Dean says modern singers tend to make the same mistakes over and over. For starters, a lot of them mess up the lyrics, like Steven Tyler did last year at an AFC championship game when he fudged the line: “And the rockets red glare – as bomb bursting in air…”

“As bomb bursting in air” isn’t the right line, or proper English for that matter. UCLA’s Michael Dean says the problem is many singers don’t know what they’re singing.

“When I say to somebody ‘What is the twilight’s last gleaming?’ they don’t even know what I am talking about," said Dean. "Some people I have worked with don’t even know what twilight is, other than it’s a movie.”

To start, Dean guides them through the lyrics, line by line. He explains how the poet, Francis Scott Key watched a battle during the War of 1812. It was at Fort McHenry between British and American forces. All through the night, bombs were exploding , and in the morning, Key asks a friend if he can still see the American flag waving above the base.

“Oh say – does that star spangled banner yet wave? If the flag is still there, that must mean our land is still free,” said Dean.

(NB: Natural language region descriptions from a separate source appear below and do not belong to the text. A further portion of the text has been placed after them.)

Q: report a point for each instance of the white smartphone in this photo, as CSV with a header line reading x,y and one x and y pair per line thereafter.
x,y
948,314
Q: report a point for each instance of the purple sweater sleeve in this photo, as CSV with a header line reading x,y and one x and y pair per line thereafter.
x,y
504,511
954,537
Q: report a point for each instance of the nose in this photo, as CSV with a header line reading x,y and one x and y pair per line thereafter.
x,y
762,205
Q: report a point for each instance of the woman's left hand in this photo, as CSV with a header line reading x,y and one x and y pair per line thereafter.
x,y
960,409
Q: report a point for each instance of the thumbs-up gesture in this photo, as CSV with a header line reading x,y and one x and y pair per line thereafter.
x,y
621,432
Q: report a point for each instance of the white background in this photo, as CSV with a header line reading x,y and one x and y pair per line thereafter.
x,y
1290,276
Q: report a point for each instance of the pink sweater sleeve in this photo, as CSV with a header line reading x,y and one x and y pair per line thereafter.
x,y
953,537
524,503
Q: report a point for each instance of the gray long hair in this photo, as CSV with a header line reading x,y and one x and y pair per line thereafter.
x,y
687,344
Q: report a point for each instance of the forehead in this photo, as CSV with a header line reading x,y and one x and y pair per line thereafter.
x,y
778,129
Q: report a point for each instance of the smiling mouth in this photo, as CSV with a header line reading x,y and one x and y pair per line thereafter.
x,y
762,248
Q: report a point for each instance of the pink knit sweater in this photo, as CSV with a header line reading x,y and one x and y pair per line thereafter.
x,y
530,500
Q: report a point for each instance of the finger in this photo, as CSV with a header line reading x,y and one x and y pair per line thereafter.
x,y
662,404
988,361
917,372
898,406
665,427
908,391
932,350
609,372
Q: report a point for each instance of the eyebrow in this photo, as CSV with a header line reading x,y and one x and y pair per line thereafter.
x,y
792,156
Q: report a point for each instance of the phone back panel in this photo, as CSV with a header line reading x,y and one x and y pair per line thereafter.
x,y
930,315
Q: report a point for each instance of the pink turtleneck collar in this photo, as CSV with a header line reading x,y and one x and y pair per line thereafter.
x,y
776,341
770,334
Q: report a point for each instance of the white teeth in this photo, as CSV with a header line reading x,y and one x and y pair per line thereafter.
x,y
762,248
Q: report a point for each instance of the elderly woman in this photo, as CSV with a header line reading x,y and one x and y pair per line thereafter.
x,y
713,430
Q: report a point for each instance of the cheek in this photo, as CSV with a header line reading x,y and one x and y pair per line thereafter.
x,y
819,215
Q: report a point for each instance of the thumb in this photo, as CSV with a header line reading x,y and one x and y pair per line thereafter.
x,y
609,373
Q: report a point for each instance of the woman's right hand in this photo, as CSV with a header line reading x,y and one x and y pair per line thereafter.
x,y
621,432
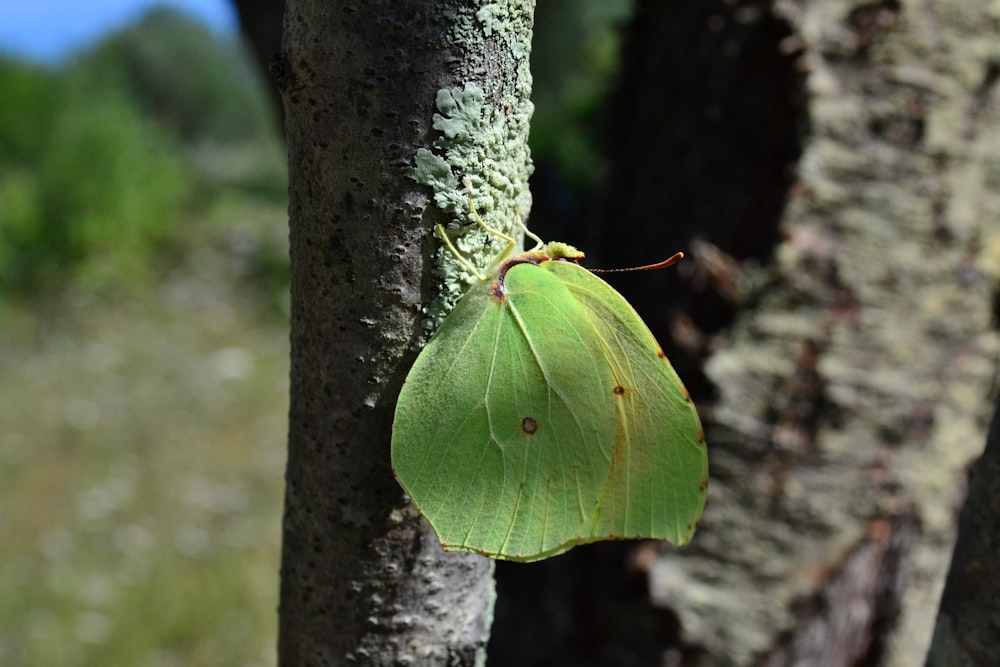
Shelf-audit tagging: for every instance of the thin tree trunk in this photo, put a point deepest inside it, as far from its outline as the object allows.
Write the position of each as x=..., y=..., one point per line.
x=363, y=579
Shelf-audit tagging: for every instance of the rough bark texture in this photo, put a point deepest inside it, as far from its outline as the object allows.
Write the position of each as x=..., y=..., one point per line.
x=364, y=580
x=842, y=319
x=968, y=625
x=853, y=385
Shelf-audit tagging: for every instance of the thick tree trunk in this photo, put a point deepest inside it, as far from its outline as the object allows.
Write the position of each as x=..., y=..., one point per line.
x=830, y=167
x=363, y=579
x=968, y=626
x=853, y=381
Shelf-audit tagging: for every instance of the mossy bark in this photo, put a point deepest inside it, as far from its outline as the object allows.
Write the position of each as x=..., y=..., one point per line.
x=830, y=167
x=363, y=579
x=853, y=382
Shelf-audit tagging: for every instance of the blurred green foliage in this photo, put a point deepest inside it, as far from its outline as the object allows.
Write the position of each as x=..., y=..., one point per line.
x=143, y=254
x=108, y=161
x=574, y=59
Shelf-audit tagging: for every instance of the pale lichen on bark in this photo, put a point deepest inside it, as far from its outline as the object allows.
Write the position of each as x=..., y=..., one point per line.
x=482, y=155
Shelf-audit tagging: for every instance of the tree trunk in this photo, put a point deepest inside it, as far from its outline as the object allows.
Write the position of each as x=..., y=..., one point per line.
x=968, y=627
x=830, y=168
x=363, y=579
x=855, y=359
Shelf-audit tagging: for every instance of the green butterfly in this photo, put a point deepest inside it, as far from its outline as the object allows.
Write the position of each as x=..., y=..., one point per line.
x=543, y=414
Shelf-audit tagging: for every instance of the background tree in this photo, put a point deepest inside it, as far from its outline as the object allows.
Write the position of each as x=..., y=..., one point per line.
x=828, y=167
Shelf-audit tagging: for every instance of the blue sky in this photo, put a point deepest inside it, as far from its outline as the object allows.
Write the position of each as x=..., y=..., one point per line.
x=49, y=30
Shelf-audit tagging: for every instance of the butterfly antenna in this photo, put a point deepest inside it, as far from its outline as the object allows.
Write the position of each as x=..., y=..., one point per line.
x=676, y=257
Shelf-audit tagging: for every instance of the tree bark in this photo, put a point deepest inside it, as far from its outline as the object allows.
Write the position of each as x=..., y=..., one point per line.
x=854, y=366
x=968, y=627
x=363, y=579
x=830, y=167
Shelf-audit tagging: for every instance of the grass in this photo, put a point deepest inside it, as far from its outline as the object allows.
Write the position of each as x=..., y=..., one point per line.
x=142, y=446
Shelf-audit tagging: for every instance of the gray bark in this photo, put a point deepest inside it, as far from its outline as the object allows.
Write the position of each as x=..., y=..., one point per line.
x=363, y=579
x=842, y=318
x=853, y=383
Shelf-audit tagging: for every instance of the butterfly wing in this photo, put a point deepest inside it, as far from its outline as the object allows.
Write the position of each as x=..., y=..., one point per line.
x=659, y=474
x=503, y=433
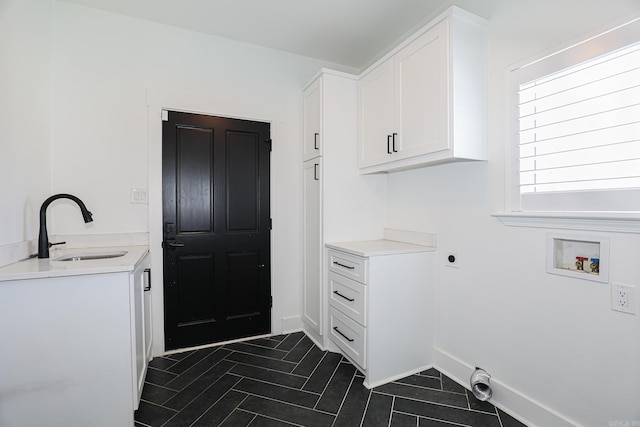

Another common mistake is not starting the song low enough to hit the high notes at the end. Olympic track star Carl Lewis suffered this fate in 1993 when his voice cracked at the "And the rockets red glare" line.

The Star Spangled Banner requires a vocal range of an octave and a half. Dean says to find the right key you have to start by finding the highest note you can sing comfortably. So just singing the notes requires some degree of talent.

“But that’s the way the song was originally written. It was for a professional soloist or a well trained amateur,” said David Hildebrand of the Colonial Music Institute. He says the melody actually comes from an old drinking song dedicated to the Greek poet Anacreon. In the 1800s it was common for poets to write their own lyrics to those same chords. That’s what Francis Scott Key did when he published his take on the song in 1814. Hildebrand says it caught on fast.

“It did become quite popular based on the number of times it was reprinted," said Hildebrand. "I mean the lyrics were published in newspapers, they were published in little song books.”

And even though the tune was beloved, it wasn’t until 1931 that President Hoover declared it our National Anthem. It became a mainstay of government ceremonies and sporting events. Then in 1991 at the 25th Super Bowl in Tampa, Whitney Houston brought the tune to new heights.

Her version was released as a single, and was the first time the anthem made the Billboard Hot 100.

“I think it really established a direction for the piece to be considered by the public to be some kind of pop song,” said Dean. 

As captivating as Houston’s performance was, UCLA’s Dean says it helped popularize singing the song with a vocal style known as melisma, that sliding up and down the scale R&B singers do so well. Dean says melisma is great for pop music, but it distracts from the lyrics of the National Anthem.

“Showing off your voice is not the point really of any great music," said Dean. "You want people going away being moved by the piece and moved by the meaning of the piece, and this piece of course is not a little fluffy piece of music. It is a very deep piece of music.”

For a good example of how to do the song justice, Michael Dean points to baritone Robert Merrill. He sung the song on opening day at Yankee Stadium almost every year from 1969 until his death in 2004.

“He was a classical singer singing a classical piece of music. Two things that were meant to go together,” said Dean.